The days between his death and his memorial service were busy with notifying people and making arrangements and preparing the service. The family gathered at his home in the woods of Wisconsin and mourned and laughed and distracted each other.
Finally, after supper on the day before the service, we were pretty much ready. I walked outside alone and headed off through the woods to a rocky, pine-covered peninsula that jutted out into Spider Lake.
It was early evening when I arrived. I sat on a rock along the shore, my feet inches from the water. My mind raced, thinking of everything and nothing — remembering my dad, wondering what life would be like without him, going over my talk at his memorial service the next day.
As the sun sank behind the trees I noticed a movement between my feet. A tiny shrew, about two inches long, was foraging in the leaves along the shore. It must have felt secure in the foot-and-a-half space between my shoes because for the next twenty minutes, it stayed right there. But it was active. It scurried and darted, disappearing at times under the leaves then reappearing in its mad hunt for insects. Shrews have the fastest metabolism of any animal. To survive at that pace, they have to eat their own body-weight in food each day. I never saw this one stop.
I didn’t move. I simply sat with my elbows on my knees and my chin in my hands, watching. Finally, as dusk drifted into darkness, it disappeared.
I got up, being careful not to step anywhere the shrew might be, and headed back through the woods to the house. I got about halfway there when the tears finally came. I stood in the dark and cried into the night. After a couple minutes I realized that my grief all came down to one question.

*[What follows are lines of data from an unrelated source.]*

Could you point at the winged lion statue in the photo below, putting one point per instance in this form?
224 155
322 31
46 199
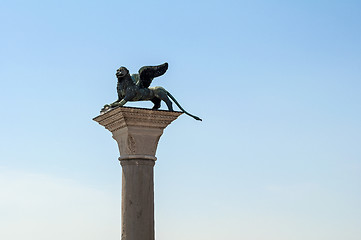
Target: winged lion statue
135 87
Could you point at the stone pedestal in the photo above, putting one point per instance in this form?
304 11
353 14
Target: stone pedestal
137 132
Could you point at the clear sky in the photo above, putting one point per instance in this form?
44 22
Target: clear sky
277 83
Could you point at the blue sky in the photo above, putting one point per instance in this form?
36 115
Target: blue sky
277 84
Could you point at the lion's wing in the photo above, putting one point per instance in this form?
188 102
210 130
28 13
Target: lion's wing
148 73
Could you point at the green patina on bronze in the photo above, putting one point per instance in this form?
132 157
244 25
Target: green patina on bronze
135 87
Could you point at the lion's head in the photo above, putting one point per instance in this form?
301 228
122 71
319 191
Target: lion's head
121 72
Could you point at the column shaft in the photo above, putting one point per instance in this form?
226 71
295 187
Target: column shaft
137 200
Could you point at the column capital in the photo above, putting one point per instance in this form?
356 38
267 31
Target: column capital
136 130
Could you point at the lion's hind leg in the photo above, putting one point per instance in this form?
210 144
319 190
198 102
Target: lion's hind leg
161 93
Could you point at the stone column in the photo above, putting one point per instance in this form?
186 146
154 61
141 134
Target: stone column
137 132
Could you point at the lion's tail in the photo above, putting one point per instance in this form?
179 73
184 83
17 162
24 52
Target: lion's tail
180 107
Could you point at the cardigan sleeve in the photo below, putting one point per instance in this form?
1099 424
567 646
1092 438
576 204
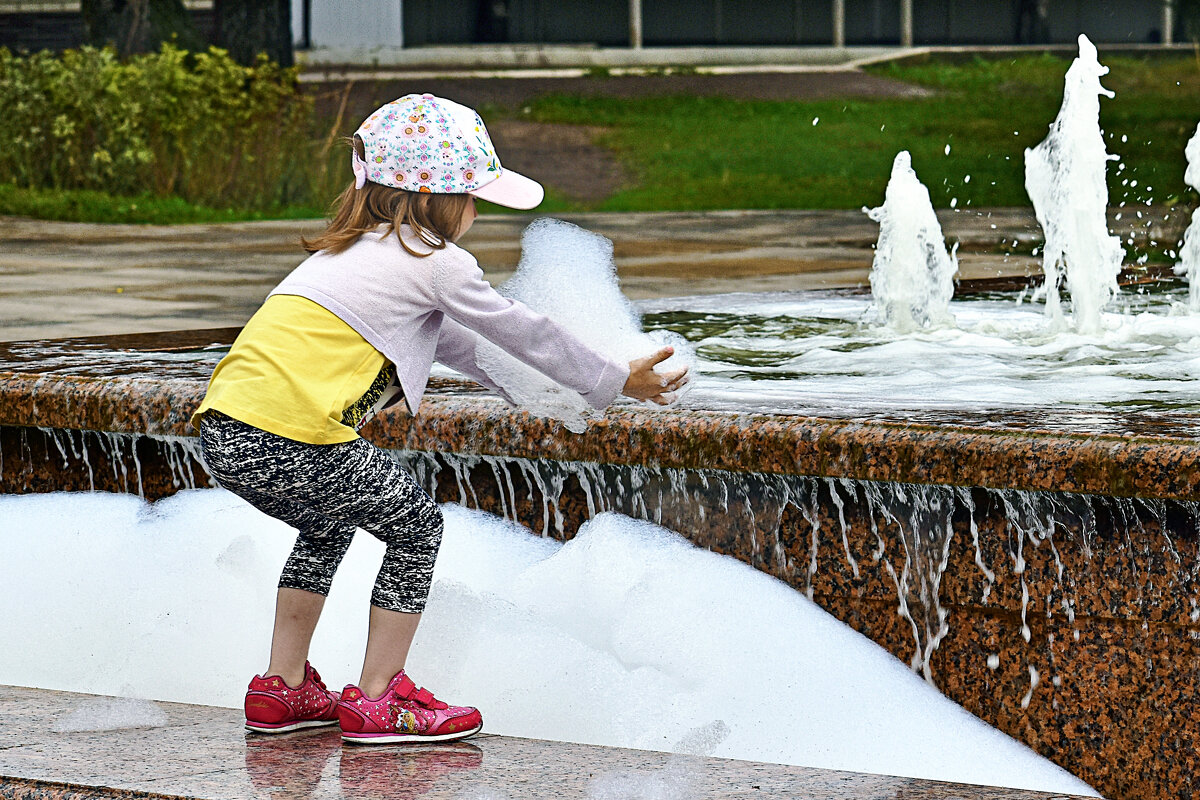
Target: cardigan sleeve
456 349
466 298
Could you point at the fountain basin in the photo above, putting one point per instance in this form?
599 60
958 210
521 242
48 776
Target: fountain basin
1042 573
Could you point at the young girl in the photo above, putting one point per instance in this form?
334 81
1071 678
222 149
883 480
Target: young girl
352 330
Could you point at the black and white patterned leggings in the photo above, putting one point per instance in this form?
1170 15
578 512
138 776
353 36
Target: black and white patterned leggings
325 492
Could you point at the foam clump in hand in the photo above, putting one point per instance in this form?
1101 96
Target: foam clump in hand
111 714
568 274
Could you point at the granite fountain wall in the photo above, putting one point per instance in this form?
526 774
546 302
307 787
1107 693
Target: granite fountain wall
1044 576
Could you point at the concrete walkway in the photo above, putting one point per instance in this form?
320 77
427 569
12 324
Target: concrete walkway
195 751
79 280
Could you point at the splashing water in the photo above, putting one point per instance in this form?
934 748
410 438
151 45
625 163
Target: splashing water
568 274
912 276
1065 178
1189 254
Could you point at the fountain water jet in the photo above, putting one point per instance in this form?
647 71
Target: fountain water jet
912 276
1065 176
1189 254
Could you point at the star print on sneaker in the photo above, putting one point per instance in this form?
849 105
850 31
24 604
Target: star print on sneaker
403 714
274 707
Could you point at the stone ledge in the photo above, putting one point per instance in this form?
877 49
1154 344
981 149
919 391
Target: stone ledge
1161 468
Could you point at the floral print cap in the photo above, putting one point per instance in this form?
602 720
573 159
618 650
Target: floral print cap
421 143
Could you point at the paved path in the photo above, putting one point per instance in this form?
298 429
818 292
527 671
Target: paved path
77 280
204 752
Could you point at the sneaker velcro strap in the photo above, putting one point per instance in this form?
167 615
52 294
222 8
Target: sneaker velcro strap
405 687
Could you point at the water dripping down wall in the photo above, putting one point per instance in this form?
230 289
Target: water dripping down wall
51 459
895 560
1071 621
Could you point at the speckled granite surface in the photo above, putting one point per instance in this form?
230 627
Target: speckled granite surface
71 384
1071 619
204 752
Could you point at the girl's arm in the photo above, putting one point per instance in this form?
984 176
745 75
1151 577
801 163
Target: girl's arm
466 298
456 349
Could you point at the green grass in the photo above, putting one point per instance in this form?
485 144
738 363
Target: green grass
695 152
689 152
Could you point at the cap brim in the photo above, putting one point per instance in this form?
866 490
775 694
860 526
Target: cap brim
511 190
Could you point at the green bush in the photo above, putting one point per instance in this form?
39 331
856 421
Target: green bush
196 126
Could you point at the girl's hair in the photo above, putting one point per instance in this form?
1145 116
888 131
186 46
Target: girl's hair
435 218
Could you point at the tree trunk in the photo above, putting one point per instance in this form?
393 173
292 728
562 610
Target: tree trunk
138 25
247 28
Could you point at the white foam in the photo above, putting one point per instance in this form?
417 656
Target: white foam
568 274
627 636
111 714
912 275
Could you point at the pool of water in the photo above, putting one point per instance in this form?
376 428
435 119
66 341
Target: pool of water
1003 364
821 353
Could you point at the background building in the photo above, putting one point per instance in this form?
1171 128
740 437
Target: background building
365 24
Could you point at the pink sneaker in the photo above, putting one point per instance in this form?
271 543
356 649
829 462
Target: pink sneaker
274 707
403 714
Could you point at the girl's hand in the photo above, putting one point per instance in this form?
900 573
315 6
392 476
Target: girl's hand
646 384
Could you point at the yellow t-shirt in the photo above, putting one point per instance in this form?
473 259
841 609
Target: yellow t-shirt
298 371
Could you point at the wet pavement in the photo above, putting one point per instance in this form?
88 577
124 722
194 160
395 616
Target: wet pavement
204 752
60 278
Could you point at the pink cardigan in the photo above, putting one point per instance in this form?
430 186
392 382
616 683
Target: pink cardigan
417 311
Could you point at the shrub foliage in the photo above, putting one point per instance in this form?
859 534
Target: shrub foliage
172 124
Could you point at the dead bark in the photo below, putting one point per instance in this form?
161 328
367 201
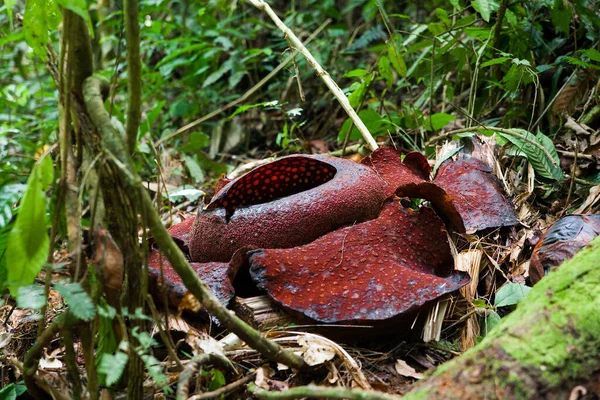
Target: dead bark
546 348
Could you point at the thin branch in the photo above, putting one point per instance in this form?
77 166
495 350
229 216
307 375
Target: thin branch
314 391
216 394
188 372
331 84
134 71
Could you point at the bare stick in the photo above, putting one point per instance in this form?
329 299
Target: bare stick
216 394
333 87
314 391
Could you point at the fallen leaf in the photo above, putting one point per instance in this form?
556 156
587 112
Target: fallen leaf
402 368
315 352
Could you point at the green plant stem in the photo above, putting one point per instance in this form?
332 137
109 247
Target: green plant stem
87 346
134 72
492 128
71 361
188 372
135 291
113 145
497 31
314 391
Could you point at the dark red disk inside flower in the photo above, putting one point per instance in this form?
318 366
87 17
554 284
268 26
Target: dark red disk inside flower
272 181
372 271
560 243
465 192
286 203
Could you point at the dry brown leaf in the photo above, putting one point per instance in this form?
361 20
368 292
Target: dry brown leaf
189 302
315 351
404 369
592 199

Did I really believe what I said I believed? If I did, then I knew Dad was with the Lord and I would see him again one day. That was a reason to be sad, but it was a sweet sadness. But if I didn’t …?
I spoke out loud as I asked myself. “Well? Do you?” In that moment, I realized a great sense of peace. This was the first time in my life I had lost somebody on whom I was emotionally dependent. It was the first time I had really faced this question. It was the Holy Spirit, I believed, who answered my question. I was certain Dad was with Jesus Christ. It was no longer “goodbye.” It was now “See you later.”
Since that moment, heaven has been much more real to me and my priorities on earth have entirely changed. Material things are just that — fun and sometimes necessary, but not important. My hope for my own future is real and sustaining when times are rough.
I walked back to the house and met my sister who was out looking for me. We wandered down to the end of dad’s dock and talked and laughed and cried for a long time. But it was a different sort of crying, a good sort of crying.
I’ve often thought back on that night. I’ve tried to make that tiny shrew into a symbol of something. How our busyness ultimately doesn’t matter; how life goes on no matter what; how sometimes you see great things when you just stop and reflect. None of the symbols really work. I don’t think it meant anything. It was just a shrew hunting for insects between the shoes of a grieving man. But somehow, for some reason, it has always been an inextricable part of my memories of that night.
A shrew ran across the path in front of me when I was walking recently. Five minutes later, another one dashed by. It got me thinking again of that night and Dad and heaven and hope.